気づけばあの猛烈な波濤もすっかり消え去り、辺りは白い静けさに満ちていた。
そこでようやく、自分が弥七に凭れかかって座り込んでいる事に気づき、津波のような水流に巻き込まれなかった事に胸を撫で下ろす。
それどころか、あの荒波に散々洗われたはずなのに私達は濡れてすらいなかった───とは言え、この魔法が当たり前な世界では、それを不思議と考える事すら不粋以外の何ものでもないのだろう。
「大丈夫か、メグ?」
私の使い魔たる黒ジャガーは僅かに私を振り返り、短めの尻尾を使って私の背中をぽんぽんと叩いてきた。

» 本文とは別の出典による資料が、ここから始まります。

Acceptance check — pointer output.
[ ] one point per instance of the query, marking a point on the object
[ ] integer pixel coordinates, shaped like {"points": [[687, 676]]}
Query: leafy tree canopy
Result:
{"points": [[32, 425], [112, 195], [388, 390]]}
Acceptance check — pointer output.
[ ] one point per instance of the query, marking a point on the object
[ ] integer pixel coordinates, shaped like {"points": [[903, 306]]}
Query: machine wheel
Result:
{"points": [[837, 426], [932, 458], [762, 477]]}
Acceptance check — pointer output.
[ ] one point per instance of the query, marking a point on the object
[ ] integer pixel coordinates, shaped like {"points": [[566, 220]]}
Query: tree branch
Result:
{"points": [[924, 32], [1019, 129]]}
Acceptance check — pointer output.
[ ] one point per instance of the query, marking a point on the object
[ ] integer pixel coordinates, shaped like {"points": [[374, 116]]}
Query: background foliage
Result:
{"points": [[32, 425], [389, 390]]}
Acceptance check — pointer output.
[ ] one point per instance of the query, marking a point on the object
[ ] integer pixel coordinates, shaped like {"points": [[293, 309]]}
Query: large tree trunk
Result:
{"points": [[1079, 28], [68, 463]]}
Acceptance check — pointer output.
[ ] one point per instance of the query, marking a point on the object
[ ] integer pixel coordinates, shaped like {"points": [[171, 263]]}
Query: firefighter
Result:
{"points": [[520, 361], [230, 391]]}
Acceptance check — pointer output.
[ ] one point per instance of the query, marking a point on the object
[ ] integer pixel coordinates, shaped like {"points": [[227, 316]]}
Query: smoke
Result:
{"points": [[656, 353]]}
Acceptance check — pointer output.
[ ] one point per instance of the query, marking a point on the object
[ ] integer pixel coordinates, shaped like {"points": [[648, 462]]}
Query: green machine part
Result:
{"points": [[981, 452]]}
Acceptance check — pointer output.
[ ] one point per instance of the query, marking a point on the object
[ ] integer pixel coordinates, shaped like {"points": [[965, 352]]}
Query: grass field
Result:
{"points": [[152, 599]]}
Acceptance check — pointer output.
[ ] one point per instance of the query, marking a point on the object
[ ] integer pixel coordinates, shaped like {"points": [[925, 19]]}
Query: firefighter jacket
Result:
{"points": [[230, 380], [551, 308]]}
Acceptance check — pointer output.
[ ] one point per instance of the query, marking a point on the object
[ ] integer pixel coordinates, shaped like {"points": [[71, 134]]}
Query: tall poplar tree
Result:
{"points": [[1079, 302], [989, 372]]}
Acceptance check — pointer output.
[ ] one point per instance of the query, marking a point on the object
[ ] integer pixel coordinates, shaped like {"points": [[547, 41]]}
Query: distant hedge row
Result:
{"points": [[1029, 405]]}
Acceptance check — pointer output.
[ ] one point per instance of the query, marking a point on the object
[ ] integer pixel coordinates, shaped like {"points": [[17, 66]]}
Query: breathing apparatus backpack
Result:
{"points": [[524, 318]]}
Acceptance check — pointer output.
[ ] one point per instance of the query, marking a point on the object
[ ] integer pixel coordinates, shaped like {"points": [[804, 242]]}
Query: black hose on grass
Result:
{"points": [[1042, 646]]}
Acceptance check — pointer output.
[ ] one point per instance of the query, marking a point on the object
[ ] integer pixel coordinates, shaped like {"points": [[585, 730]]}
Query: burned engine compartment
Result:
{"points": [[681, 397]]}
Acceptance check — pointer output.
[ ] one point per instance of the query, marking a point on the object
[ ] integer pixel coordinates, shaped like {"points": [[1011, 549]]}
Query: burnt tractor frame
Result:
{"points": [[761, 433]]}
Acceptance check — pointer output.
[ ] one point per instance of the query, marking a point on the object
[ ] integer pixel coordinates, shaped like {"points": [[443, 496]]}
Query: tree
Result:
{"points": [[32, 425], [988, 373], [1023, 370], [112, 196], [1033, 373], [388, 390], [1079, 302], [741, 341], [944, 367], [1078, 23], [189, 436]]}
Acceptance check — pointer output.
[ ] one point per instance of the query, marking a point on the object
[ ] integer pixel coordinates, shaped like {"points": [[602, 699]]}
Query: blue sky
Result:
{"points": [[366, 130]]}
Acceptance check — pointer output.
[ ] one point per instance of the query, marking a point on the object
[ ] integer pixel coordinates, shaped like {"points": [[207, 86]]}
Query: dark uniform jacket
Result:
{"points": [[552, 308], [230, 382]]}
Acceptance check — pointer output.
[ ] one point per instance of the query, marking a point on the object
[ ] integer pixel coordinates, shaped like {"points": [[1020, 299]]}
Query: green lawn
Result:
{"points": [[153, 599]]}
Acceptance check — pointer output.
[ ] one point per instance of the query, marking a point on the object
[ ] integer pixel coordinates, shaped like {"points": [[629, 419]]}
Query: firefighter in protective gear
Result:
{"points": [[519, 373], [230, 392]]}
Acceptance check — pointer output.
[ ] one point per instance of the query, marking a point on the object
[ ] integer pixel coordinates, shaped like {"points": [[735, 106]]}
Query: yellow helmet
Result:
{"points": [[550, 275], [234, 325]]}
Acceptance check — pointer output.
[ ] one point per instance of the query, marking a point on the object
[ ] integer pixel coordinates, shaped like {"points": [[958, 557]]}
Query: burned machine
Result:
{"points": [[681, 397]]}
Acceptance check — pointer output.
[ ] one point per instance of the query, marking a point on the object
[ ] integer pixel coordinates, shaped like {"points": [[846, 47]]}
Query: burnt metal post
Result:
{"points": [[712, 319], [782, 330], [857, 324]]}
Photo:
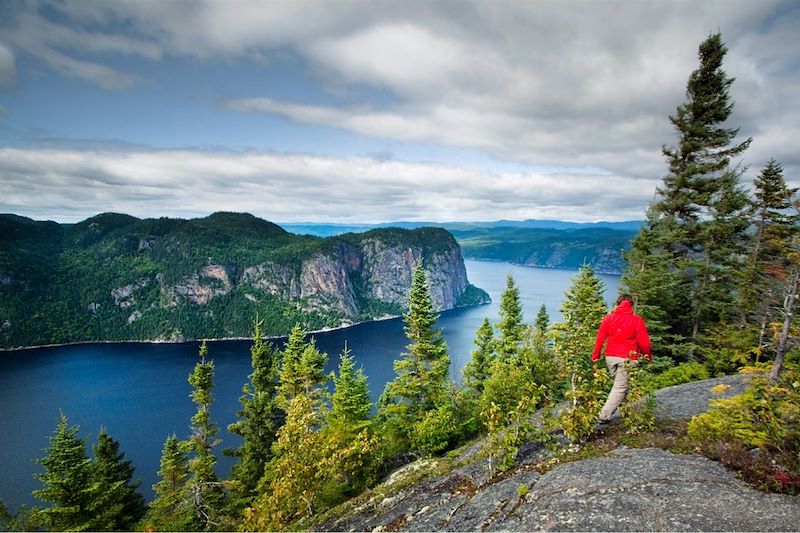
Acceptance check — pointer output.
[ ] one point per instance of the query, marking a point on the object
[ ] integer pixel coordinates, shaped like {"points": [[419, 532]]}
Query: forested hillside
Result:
{"points": [[116, 277], [715, 272], [540, 243]]}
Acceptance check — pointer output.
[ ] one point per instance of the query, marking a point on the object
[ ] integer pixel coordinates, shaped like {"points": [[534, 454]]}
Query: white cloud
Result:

その感触に懐かしさを覚えながら私は薄く微笑み、弥七の綺麗な梅花紋柄の入った少しごわごわする黒い体毛を右手で数度さすってやる。
「何とか大丈夫」
私はそう言うと、改めて周りをぐるりと見回した。
「………でもここって、同じ場所なの?」
今度は真白な闇が私達を迎えていた。
神々しさすら感じさせる程の明るい白さだ。
上下左右どこを見ても純白───
自分達の影すら見えない。
平衡感覚がおかしくなるほどの、ある意味真っ暗闇の時以上の不確かさだった。
「オレは移動してないし、メグだって何もしてないだろ?」
「そんな余裕あったと思う?」
つか、あったとて、私は移動魔法なんてまだまともに使えないし、間違って発動させてもとんでもない場所に飛ばされてしまうのがオチなんだろうし………言ってて自分で悲しくなるのはやめよう。
私は黒い従魔の大きな背中に頼りながらゆっくりと立ち上がり、魔杖の柄頭の不必要になったトーチ魔法を消す。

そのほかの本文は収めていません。